Demandas por consultas em clínicas populares crescem na Capital

Unidades que oferecem atendimento médico com preços acessíveis relatam maior procura em tratamentos eletivos durante a pandemia de Covid-19. Para dar conta da procura, estabelecimentos investiram na reestruturação

Há dois anos na fila de espera do Sistema Único de Saúde (SUS) por consultas médicas de múltiplas especialidades, Lucy Lustosa, de 55 anos, decidiu apertar o orçamento e pagar uma consulta na rede privada. Não fosse o baixo custo da assistência, ela conta que seria obrigada a aguardar "sem perspectiva" o retorno das unidades públicas. Lucy pagou "bem mais barato" porque buscou uma clínica popular, serviço com tabela de preços acessíveis e em crescimento na Capital. Na pandemia de Covid-19, sobretudo, esses estabelecimentos relatam um incremento nas demandas por atendimentos.

No Centro Médico Popular, na Parangaba, o aumento das solicitações para agendamento de consultas já foi notado logo após a confirmação dos primeiros infectados pelo novo coronavírus em Fortaleza, na segunda quinzena de março.
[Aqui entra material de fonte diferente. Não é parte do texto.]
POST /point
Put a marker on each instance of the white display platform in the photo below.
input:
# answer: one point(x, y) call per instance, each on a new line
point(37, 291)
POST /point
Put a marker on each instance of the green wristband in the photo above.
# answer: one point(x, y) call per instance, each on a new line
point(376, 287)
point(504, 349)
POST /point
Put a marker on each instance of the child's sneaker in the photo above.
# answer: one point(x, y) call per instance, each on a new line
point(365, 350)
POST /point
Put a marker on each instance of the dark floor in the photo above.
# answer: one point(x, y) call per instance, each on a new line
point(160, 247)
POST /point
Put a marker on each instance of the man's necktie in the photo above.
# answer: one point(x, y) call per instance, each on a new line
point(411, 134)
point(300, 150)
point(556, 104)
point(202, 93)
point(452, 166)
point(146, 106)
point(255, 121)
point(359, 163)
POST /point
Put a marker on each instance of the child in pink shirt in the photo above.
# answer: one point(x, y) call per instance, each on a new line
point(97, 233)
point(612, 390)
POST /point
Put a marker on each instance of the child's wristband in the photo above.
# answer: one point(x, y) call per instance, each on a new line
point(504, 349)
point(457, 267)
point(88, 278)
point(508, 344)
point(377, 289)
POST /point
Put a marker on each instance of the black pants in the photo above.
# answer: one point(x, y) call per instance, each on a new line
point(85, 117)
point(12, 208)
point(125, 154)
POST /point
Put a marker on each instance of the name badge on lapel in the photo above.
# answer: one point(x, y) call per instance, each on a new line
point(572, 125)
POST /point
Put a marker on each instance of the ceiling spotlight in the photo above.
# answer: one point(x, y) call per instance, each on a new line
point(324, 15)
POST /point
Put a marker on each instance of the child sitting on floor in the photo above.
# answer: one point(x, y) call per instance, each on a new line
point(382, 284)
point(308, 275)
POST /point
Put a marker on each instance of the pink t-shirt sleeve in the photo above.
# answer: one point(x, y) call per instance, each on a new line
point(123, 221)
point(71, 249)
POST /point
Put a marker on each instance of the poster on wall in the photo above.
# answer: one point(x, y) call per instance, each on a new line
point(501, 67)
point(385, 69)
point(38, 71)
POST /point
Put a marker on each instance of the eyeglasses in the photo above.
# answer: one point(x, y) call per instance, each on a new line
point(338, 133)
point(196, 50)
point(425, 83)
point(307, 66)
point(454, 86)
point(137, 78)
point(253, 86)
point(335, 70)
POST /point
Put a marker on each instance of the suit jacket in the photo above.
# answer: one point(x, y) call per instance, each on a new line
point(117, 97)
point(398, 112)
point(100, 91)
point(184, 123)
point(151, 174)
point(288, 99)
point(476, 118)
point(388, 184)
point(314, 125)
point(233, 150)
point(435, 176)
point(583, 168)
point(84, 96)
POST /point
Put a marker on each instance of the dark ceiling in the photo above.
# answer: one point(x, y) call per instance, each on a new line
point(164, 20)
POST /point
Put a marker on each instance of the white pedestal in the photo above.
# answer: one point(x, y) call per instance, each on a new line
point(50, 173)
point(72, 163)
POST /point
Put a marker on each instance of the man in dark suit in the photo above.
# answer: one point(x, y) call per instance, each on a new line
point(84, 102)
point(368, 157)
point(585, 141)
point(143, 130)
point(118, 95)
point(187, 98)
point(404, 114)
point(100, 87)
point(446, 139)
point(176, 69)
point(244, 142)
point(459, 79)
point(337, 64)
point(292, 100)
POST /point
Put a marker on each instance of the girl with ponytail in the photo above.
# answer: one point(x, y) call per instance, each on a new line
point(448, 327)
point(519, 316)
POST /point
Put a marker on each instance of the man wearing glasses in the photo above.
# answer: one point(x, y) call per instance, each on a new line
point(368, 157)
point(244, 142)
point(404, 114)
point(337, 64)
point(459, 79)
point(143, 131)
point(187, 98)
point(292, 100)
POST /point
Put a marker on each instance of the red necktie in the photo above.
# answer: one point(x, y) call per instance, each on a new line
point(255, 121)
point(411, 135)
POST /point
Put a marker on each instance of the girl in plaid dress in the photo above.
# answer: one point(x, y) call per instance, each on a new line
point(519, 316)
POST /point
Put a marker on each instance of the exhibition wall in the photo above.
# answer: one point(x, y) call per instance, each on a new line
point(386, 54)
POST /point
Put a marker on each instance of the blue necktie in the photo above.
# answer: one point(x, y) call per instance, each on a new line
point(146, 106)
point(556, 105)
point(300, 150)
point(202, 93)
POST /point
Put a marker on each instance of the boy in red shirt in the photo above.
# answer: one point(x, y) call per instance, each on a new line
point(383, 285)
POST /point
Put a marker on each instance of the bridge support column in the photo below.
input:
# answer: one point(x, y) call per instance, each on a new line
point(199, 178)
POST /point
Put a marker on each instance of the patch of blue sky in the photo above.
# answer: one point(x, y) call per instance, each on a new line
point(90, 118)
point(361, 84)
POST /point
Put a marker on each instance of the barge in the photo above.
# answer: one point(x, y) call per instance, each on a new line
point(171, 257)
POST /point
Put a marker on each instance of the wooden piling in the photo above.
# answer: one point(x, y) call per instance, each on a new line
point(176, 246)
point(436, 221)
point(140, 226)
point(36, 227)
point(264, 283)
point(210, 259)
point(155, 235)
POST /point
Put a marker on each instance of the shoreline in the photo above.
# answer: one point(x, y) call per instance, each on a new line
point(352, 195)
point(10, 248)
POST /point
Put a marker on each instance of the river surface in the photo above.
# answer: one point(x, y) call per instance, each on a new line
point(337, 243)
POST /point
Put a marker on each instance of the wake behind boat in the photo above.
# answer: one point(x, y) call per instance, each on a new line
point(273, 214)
Segundo a coordenadora Elaine Silveira, a "grande procura" foi motivada inicialmente por pacientes que demonstravam receio de ir a hospitais públicos por causa da circulação viral do SARS-CoV-2. De lá até agora, pontua, o tratamento psiquiátrico registra a maior demanda.

"A saúde mental é ainda o serviço mais procurado tanto para psicólogo quanto para psiquiatra. A gente percebe que o emocional das pessoas ficou muito afetado por causa do isolamento social, da doença em si e das mortes. A maioria dos pacientes que nos procuram diariamente é de idosos e mulheres", detalha.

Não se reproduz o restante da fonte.